Whey proteins can differ dramatically from one another depending on the processing method and the total protein content. For example, whey protein can exist as simple whey powder (30% or less total protein content), whey protein concentrate (30-85% protein) or whey protein isolate (90% or higher protein content). In the case of whey protein isolates (the most expensive type), two key processing methods, ion exchange filtration and cross-flow micro-filtration can remove different components of the total whey protein, resulting in end products with different taste, texture and functional properties. Whey proteins processed using the ion exchange methodology appear to retain the majority of the functional benefits associated with immune system maintenance. Enhanced resistance to infection and elevated glutathione levels (an antioxidant enzyme containing cysteine) have been noted in subjects consuming concentrated whey protein. Whey protein also contains lactoferrin, a protein that has been shown to possess bacteriostatic and bactericidal activity against microorganisms that can cause gastroenteric infections and food poisoning.
Whey protein has been used in a number of animal and human feeding studies, where it has shown benefits in promoting weight gain, elevating glutathione levels (an antioxidant), and preventing metabolic acidosis (although the same can be claimed for virtually any high-quality protein source). Whether or not the minor content differences between various whey proteins actually result in any appreciable differences in muscle gain in humans (their primary claim) has never been demonstrated.
There are no adverse side effects associated with whey protein.
Whey protein can be used as a general source of high quality, low fat protein in any diet. Those individuals who also want the supposed immune system benefits of whey protein, may want to consider the more expensive whey isolates produced by ion exchange filtration – be aware, however, that these claims are largely speculative and have not yet been adequately proven in human subjects. Individuals in this category may include athletes at risk for infection (during intense training or recovery) or anybody recovering from injury or illness. Those individuals simply looking for a high quality protein source to supplement their diet may want to consider one of the less expensive protein concentrates currently available, such as casein, egg, or soy.

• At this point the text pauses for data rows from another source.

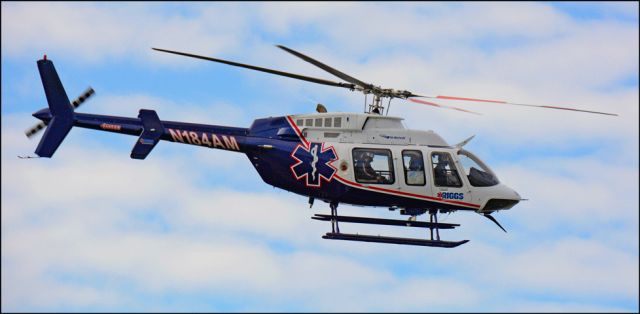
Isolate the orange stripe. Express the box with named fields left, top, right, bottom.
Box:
left=334, top=174, right=480, bottom=208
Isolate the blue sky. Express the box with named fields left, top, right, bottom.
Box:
left=1, top=2, right=639, bottom=312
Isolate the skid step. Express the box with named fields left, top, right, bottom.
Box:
left=322, top=232, right=469, bottom=248
left=311, top=214, right=460, bottom=229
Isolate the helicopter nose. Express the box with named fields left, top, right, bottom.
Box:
left=482, top=184, right=523, bottom=212
left=32, top=108, right=52, bottom=122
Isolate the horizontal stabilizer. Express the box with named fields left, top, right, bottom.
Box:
left=131, top=109, right=164, bottom=159
left=311, top=214, right=460, bottom=229
left=322, top=232, right=469, bottom=248
left=36, top=116, right=73, bottom=158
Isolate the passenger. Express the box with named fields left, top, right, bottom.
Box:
left=407, top=156, right=424, bottom=185
left=355, top=152, right=382, bottom=182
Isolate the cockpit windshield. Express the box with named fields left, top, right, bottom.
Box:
left=458, top=149, right=500, bottom=186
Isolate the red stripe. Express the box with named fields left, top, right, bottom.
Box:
left=436, top=96, right=507, bottom=104
left=287, top=116, right=309, bottom=149
left=334, top=174, right=480, bottom=208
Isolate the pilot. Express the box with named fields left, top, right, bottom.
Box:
left=407, top=156, right=424, bottom=185
left=355, top=152, right=382, bottom=182
left=435, top=154, right=461, bottom=186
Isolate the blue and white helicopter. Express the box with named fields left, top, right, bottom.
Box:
left=26, top=46, right=615, bottom=248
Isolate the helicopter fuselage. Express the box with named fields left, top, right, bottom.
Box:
left=34, top=109, right=520, bottom=213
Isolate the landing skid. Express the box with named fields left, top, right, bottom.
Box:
left=322, top=232, right=469, bottom=248
left=311, top=203, right=469, bottom=248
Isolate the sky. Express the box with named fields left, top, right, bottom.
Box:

Intake levels should be based on total caloric requirements, body weight and period of training. During intense training or recovery, you may want as much as 50% of your protein requirements to come from whey protein or other source of concentrated low fat protein (approximately 40 g/day for a 160lb man). As a general daily supplement, however, lower doses of whey, perhaps 10-20 grams per day, as part of an adequate intake combined with other protein sources, may be sufficient to deliver the biological benefits of whey. A useful combination strategy is to split protein intake evenly between high quality sources such as whey, egg, casein and soy proteins.